\\
**[[cluster:0|Back]]**
==== Infiniband Monitoring ====
The NVIDIA Firmware Tools (MFT) is a toolset to generate a standard or customized NDIVIA firmware image Querying for firmware information. It is required for ''ibswinfo'' which can monitor unmanaged Infiniband switches. Our new Infiniband switch is a **SB7890** EDR. You will also need
* infiniband-diags
* awk, sed, coreutils,
But first lets download MFT for Linux x86 as an rpm package and install. Use the ''install.sh'' with no arguments.
* https://network.nvidia.com/products/adapter-software/firmware-tools/
This is hairier than it looks. MFT will write as root to ''/dev'' and build kernel modules so make sure you have a backup. It will also pull down a suite of packages. So rather than do this on a storage server or head node I will install it on a compute node connected to the switch.

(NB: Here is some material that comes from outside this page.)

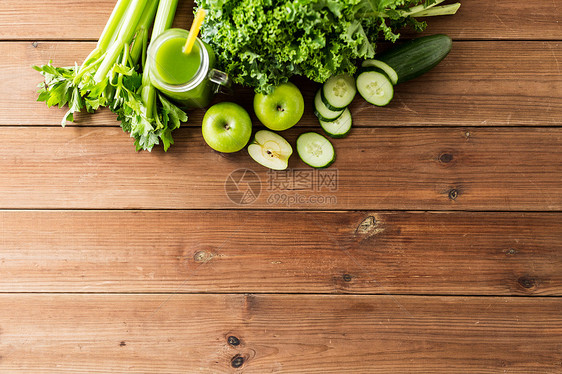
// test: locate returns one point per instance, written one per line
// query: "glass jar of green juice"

yumdownloader --destdir=`pwd` \
annobin dwz efi-srpm-macros elfutils gc gcc-plugin-annobin \
gdb-headless ghc-srpm-macros go-srpm-macros guile libatomic_ops \
libbabeltrace libipt ocaml-srpm-macros openblas-srpm-macros \
patch perl-srpm-macros python-rpm-macros python-srpm-macros \
python3-rpm-macros qt5-srpm-macros redhat-rpm-config \
rust-srpm-macros zlib-devel zstd elfutils-libelf-devel \
python3-rpm-generators-5-7.el8.noarch.rpm
rm -f *i686.rpm
# copy to n102 and install as root
======================================================================================================
Package Architecture Version Repository Size
======================================================================================================
Installing:
kernel-devel x86_64 4.18.0-425.3.1.el8 baseos 22 M
make x86_64 1:4.2.1-11.el8 baseos 497 k
rpm-build x86_64 4.14.3-24.el8_7 appstream 173 k
Installing dependencies:
annobin x86_64 10.67-3.el8 appstream 954 k
dwz x86_64 0.12-10.el8 appstream 108 k
efi-srpm-macros noarch 3-3.el8 appstream 21 k
elfutils x86_64 0.187-4.el8 baseos 542 k
gc x86_64 7.6.4-3.el8 appstream 108 k
gcc-plugin-annobin x86_64 8.5.0-15.el8 appstream 34 k
gdb-headless x86_64 8.2-19.el8 appstream 3.7 M
ghc-srpm-macros noarch 1.4.2-7.el8 appstream 8.3 k
go-srpm-macros noarch 2-17.el8 appstream 12 k
guile x86_64 5:2.0.14-7.el8 appstream 3.5 M
libatomic_ops x86_64 7.6.2-3.el8 appstream 37 k
libbabeltrace x86_64 1.5.4-4.el8 baseos 199 k
libipt x86_64 1.6.1-8.el8 appstream 49 k
ocaml-srpm-macros noarch 5-4.el8 appstream 8.3 k
openblas-srpm-macros noarch 2-2.el8 appstream 6.9 k
patch x86_64 2.7.6-11.el8 baseos 137 k
perl-srpm-macros noarch 1-25.el8 appstream 9.7 k
python-rpm-macros noarch 3-43.el8 appstream 15 k
python-srpm-macros noarch 3-43.el8 appstream 14 k
python3-rpm-macros noarch 3-43.el8 appstream 14 k
python3-rpm-generators noarch 5-7.el8 appstream 14k
qt5-srpm-macros noarch 5.15.3-1.el8 appstream 9.5 k
redhat-rpm-config noarch 130-1.el8 appstream 89 k
rust-srpm-macros noarch 5-2.el8 appstream 8.2 k
zlib-devel x86_64 1.2.11-20.el8 baseos 57 k
zstd x86_64 1.4.4-1.el8 appstream 392 k
Installing weak dependencies:
elfutils-libelf-devel x86_64 0.187-4.el8 baseos 60 k
[root@n102 mft-4.23.0-104-x86_64-rpm]# ./install.sh
-I- Removing any old MFT file if exists...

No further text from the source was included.